Serious Q: Midlevel, V20 M&A. I'm not smart or interested enough to be really good at this stuff. Don't get the high profile deals, but I'm competent enough for them to keep me around and run smaller deals. I have no delusions of making partner (nor would I want to ever be a biglaw partner). Want to stick around a couple more years and save as much as I can before getting shitcanned. How do I find a shitlaw/midlaw M&A job with at least $150K salary? Recruiters I talk to mostly have NYC/DC/CA biglaw lateral openings. My ideal situation would be a 40-50 hour week and cruising by at a smaller shop in ARECOUNTRY where expectations are lower.

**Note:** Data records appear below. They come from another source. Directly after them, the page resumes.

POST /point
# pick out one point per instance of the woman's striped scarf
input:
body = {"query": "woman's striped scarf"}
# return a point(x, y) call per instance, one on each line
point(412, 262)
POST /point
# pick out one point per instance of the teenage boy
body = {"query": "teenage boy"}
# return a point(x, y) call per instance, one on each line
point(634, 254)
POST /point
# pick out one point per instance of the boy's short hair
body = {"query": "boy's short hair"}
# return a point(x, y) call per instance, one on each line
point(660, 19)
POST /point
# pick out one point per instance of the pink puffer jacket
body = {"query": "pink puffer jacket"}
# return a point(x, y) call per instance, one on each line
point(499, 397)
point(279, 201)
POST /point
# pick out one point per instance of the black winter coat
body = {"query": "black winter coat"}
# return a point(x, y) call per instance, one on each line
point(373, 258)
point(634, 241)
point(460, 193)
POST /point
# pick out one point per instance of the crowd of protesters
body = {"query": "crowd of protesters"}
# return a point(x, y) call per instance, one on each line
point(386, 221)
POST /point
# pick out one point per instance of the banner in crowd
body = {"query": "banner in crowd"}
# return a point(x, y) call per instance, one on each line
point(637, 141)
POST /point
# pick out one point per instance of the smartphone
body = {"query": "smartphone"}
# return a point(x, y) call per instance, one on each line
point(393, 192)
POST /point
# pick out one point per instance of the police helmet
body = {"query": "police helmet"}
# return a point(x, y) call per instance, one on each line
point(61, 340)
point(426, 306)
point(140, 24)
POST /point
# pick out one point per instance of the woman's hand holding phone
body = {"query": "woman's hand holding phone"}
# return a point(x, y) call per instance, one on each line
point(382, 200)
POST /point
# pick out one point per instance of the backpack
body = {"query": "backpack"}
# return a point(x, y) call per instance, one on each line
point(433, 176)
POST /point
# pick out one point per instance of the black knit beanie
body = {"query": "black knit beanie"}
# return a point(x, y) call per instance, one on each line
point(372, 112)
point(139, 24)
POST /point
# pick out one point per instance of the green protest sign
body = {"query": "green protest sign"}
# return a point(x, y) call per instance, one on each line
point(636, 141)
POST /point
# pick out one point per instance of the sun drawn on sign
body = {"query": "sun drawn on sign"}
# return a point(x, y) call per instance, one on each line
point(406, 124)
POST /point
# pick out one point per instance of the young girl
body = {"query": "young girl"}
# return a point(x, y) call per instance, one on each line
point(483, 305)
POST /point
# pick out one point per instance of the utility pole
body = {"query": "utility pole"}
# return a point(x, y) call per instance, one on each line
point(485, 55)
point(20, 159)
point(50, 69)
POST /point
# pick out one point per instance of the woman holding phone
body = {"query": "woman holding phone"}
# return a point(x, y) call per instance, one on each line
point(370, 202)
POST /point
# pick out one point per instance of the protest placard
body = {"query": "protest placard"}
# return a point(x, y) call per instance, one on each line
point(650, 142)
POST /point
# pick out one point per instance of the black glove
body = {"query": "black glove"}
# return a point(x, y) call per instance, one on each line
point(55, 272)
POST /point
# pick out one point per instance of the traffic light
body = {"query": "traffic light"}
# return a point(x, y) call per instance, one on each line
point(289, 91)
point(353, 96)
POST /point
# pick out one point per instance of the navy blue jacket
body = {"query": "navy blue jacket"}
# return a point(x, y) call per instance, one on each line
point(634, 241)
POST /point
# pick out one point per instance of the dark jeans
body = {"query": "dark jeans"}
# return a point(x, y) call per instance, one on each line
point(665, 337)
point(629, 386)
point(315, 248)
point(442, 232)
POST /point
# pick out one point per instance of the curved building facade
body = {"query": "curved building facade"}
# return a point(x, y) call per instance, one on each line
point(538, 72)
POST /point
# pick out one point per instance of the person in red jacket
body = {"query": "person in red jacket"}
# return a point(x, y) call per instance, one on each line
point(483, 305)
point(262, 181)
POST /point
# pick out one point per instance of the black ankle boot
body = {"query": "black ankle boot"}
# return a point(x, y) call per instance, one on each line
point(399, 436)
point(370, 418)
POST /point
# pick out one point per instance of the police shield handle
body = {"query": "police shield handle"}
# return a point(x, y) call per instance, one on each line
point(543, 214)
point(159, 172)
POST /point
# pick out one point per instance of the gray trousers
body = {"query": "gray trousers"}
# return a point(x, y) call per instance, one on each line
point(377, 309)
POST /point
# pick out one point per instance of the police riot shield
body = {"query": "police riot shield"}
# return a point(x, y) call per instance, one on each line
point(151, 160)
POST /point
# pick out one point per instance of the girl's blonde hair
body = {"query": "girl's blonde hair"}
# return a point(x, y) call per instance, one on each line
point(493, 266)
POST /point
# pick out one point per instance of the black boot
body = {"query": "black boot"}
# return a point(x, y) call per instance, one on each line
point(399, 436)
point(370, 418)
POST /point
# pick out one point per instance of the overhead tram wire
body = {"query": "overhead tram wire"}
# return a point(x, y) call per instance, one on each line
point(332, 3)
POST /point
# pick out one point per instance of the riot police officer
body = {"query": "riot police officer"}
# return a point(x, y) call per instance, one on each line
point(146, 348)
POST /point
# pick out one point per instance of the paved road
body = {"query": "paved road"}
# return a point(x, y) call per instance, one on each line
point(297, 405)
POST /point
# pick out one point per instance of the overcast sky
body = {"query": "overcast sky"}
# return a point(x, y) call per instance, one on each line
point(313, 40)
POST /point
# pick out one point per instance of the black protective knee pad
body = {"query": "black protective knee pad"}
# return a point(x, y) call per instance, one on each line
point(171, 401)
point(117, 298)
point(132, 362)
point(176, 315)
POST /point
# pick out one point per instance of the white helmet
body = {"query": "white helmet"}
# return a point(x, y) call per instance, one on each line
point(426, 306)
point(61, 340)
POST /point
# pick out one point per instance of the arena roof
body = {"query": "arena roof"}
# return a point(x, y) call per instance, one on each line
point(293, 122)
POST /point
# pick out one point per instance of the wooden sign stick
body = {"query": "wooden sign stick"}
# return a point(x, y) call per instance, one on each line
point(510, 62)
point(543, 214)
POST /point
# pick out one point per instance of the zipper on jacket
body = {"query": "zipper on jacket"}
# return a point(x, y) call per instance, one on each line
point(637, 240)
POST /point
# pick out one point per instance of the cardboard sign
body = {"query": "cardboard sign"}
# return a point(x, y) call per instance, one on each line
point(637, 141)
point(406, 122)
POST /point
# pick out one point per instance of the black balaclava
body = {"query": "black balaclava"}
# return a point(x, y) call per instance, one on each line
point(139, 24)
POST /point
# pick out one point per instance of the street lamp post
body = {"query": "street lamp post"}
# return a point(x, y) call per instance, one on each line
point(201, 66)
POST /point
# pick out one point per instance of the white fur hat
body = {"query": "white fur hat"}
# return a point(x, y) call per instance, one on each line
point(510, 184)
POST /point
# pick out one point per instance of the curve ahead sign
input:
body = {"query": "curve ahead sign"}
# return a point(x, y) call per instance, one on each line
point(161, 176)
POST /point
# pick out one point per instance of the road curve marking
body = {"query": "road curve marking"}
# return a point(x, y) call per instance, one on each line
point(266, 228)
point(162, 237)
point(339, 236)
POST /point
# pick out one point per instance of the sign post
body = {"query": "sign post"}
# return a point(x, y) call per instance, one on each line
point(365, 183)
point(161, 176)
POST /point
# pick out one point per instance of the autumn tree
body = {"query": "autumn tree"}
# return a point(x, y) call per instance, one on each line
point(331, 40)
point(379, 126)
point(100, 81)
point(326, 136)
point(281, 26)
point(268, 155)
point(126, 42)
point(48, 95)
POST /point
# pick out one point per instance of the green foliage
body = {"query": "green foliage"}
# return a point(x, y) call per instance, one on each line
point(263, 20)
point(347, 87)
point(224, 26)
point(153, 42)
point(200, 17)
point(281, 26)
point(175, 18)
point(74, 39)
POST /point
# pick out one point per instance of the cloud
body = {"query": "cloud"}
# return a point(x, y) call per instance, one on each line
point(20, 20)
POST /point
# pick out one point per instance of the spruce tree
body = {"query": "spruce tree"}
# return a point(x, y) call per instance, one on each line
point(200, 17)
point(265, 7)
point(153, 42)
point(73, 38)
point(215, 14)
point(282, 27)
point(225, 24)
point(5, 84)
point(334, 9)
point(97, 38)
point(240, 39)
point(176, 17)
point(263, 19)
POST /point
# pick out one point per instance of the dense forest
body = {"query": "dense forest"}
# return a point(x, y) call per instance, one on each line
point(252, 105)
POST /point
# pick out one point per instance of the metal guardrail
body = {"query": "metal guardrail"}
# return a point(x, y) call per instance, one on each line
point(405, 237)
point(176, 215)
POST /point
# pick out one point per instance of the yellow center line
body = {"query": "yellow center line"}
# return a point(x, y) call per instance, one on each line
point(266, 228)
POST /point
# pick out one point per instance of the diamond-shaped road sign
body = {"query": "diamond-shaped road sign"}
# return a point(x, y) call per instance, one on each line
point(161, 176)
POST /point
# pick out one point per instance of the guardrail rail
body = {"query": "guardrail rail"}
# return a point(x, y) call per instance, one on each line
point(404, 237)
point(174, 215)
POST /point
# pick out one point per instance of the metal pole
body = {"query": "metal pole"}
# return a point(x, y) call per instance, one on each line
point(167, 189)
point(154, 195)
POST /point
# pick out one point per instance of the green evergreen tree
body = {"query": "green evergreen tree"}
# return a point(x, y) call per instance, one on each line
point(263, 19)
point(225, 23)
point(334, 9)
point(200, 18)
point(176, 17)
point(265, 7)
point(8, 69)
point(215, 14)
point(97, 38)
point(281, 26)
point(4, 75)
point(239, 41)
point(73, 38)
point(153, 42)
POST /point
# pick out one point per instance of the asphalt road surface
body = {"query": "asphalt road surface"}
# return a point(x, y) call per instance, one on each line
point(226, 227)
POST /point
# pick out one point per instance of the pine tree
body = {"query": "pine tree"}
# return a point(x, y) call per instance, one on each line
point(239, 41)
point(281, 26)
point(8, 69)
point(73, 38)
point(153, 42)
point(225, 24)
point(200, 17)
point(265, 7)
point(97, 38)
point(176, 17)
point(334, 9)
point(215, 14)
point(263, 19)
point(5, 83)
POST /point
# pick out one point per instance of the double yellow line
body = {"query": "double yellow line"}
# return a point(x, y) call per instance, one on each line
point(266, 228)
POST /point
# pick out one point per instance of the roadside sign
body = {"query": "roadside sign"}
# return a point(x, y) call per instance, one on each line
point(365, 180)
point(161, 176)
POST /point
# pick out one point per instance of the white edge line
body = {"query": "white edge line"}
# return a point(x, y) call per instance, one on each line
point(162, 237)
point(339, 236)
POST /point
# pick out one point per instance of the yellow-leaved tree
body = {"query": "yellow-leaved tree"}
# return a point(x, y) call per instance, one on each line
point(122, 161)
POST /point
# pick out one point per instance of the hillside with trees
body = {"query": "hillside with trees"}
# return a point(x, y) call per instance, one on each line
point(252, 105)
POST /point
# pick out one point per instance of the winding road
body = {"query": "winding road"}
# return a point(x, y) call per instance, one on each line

(http://www.autoadmit.com/thread.php?thread_id=3120329&forum_id=2#29976135) |
Date: September 11th, 2018 3:10 AM Author: Dull stimulating area therapy
Since this was bumped and people asked, thought I’d give you all an update:
I’m up for partner this year, I will find out in a couple of months. No idea which way it will go, although my mentor partner (who is essentially our firm’s COO) says things look good. Practice heads from other teams have been really nice to me in recent months, reaching out to me for random stuff and thoughts, which was very random but I’m taking it as a good sign.
I have no book of business (other than a couple of minor deals I sourced through law school classmates and other friends). I grind hard, bill a lot and do good work. I’ve also been super busy this year, nearly to my first-year level hours, often going past 80 hours a week. Last week was my first “slow” week at 35 or so hours in months.
But again, I have no expectation of making it, and have backup plans in place in the likely event I’m told “maybe next year buddy.”
(http://www.autoadmit.com/thread.php?thread_id=3120329&forum_id=2#36785971) |
Date: September 19th, 2018 12:19 AM Author: flatulent glittery heaven shitlib
what do you think about startup/VC corporate law as a practice vs. PE M&A vs public M&A?